Style space: How to compare image sets and follow their evolution (part 4)

This is part 4 of a four part article.
Part 1, Part 2, Part 3.

Text: Lev Manovich.
All visualizations are created with free open-source ImagePlot software developed by Software Studies Initiative. The distribution also includes a set of 776 images of van Gogh paintings, and the tools that were used to measure their image properties.


I introduced "Style space" concept to suggest that a "style" of a particular set of cultural artifacts is not a distinct point or a line in the space of possible expressions. Instead, it is an area in this space.

In joining words "style" and "space" together, I wanted to evoke this image of an extension, a range of possibilities. Rather than imagining an artist's development like a road moving through a hilly landscape, let's think of it instead as a cloud that gradually shifts above this landscape over time. This cloud may have different densities in different regions and its shape may also be changing as the artist develops. And just like with real clouds, our cloud can't just suddenly jump from one area to another; in the overwhelming majority of cases, cultural evolution proceeds through gradual slow adjustments. (While we may expect to find some special cases of sudden changes, so far all the cultural data sets we looked at in our lab display gradual changes.)

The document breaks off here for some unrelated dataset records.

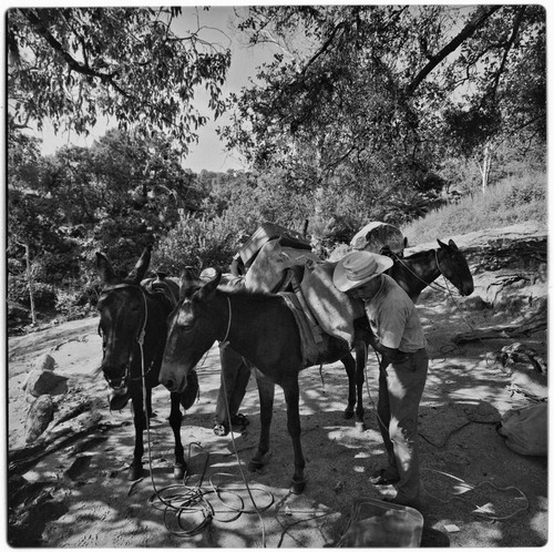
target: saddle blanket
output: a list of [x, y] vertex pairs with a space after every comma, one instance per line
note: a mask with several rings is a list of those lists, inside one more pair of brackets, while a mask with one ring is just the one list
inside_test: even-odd
[[366, 316], [361, 300], [351, 299], [332, 283], [337, 263], [307, 262], [300, 284], [302, 296], [322, 330], [353, 345], [353, 320]]
[[314, 366], [318, 364], [328, 346], [328, 339], [322, 336], [321, 328], [312, 326], [300, 305], [300, 300], [293, 292], [281, 292], [278, 294], [285, 299], [287, 307], [295, 316], [298, 330], [300, 331], [300, 343], [302, 346], [302, 365]]
[[274, 293], [285, 279], [287, 268], [304, 265], [308, 259], [319, 260], [319, 257], [310, 251], [285, 247], [273, 239], [261, 247], [248, 268], [245, 286], [253, 292]]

For example, consider this visualization of 776 paintings by Vincent van Gogh we have in our data set. (We are distributing this image set along with ImagePlot software used to make all visualizations in this article.)

X-axis = dates (year and month).
Y-axis = median brightness.


Regardless of what period we may select - spring 1887, summer 1888, all paintings done in Paris (4/1886 - 3/1886), all paintings done in Arles (3/1888 - 3/1889), etc. - their average brightness values cover a significant range.

The visualizations above use brightness median, but the same holds true for any visual feature: brushstrokes character, shapes, contrast, composition, etc. For example, here the visualization that uses median saturation:

X-axis = year and month.
Y-axis = median saturation.


Earlier we use metaphor of a cloud to describe a style. We can actually visualize this cloud if we increase the size of images in a visualization, and use transparency:

X-axis = year and month.
Y-axis = median brightness.


Of course, we are not limited to tracking values of single features. Here are the two visualizations that compare van Gogh Paris paintings to his Arles paintings using two features: average brightness and average saturation:

X-axis = median brightness.
Y-axis = median saturation.
Paris period (4/1886 - 3/1886): 199 paintings.
Arles period (3/1888 - 3/1889): 161 paintings.


These visualizations show that in regards of the two features used (average brightness and average saturation), the difference between two periods is only relative, rather than absolute. The center of the "cloud" of Arles painting is displaced to the left (brighter), and to the top (more saturated) in comparison to the "cloud" of Paris paintings; it is also smaller, indicating less variability in Arles paintings. But the larger parts of the two clouds overlap, i.e. they cover the same area of the style space.

To summarize this discussion:

1) Values of visual features that characterize "style" within a particular time period typically cover a range.

2) The values typically shift over time in a gradual manner. This means that in any new "period" we may expect to see some works that have feature values that did not occur before, but also works with features values that already were present previously (i.e. these are works in "old style.")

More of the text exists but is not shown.